The Virginia State Corporation Commission, Bureau of Insurance letter, written Insurance Commissioner Scott White to Oceanwide’s lawyers,  sayss Genworth must adhere to New York’s governing financial services document on the protection of personally identifiable information and cybersecurity issues. White refers to a document “the terms of which have been agreed to as of the date hereof,” known as the NY Cybersecurity Conditions Letter. See: genworth-cow approval letter 20190111 signed

“The NY Cybersecurity Conditions Letter contains conditions that address concerns shared by the Bureau,” White wrote.

A spokesperson for the New York Department of Financial Services, which oversees both banking and insurance, did not return an inquiry on any pending approval or conditions or on the New York document.

At this time, an original approval is still needed in New York and from Canadian and Chinese regulators.

In addition to reapproval by Virginia, insurance regulators in North Carolina, South Carolina and Vermont also reapproved the proposed acquisition of control by Oceanwide of Genworth’s subsidiaries domiciled in those states, the long term care and mortgage insurer announced. The reapproval refers to a new approval after the companies filed proposed changes to the transaction after their initial approvals.

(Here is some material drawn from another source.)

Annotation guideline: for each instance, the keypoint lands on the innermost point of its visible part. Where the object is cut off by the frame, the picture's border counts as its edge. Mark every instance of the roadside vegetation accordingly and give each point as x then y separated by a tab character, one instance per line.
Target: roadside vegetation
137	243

New York has not yet made an initial approval.

The parties also are subject to a National Security Agreement   by the U.S. Departments of Justice and Treasury and have a third party administrator to handle personally identifiable information.

China Oceanwide has pledged to contribute $1.5 billion to Genworth under a capital investment plan as part of the transaction.  The long term care insurer has about $29 billion in LTC reserves , according to Evercore ISIS analysts.

China Oceanwide is positioned to move forward with the rest of the regulatory processes in its own country, where it needs approval from the State Administration of Foreign Exchanges (SAFE)  of the People’s Republic of China.

China Oceanwide amended and added to its original Form A change of control filing  as recently as Nov. 8, 2018 in Virginia with supplemental information. The deal was first publicly announced in late October 2016, with Oceanwide agreeing to pay $5.43 per share in cash. 

In November, Genworth and Oceanwide again extended their termination agreement date, this time to Jan.31, pending regulatory approvals.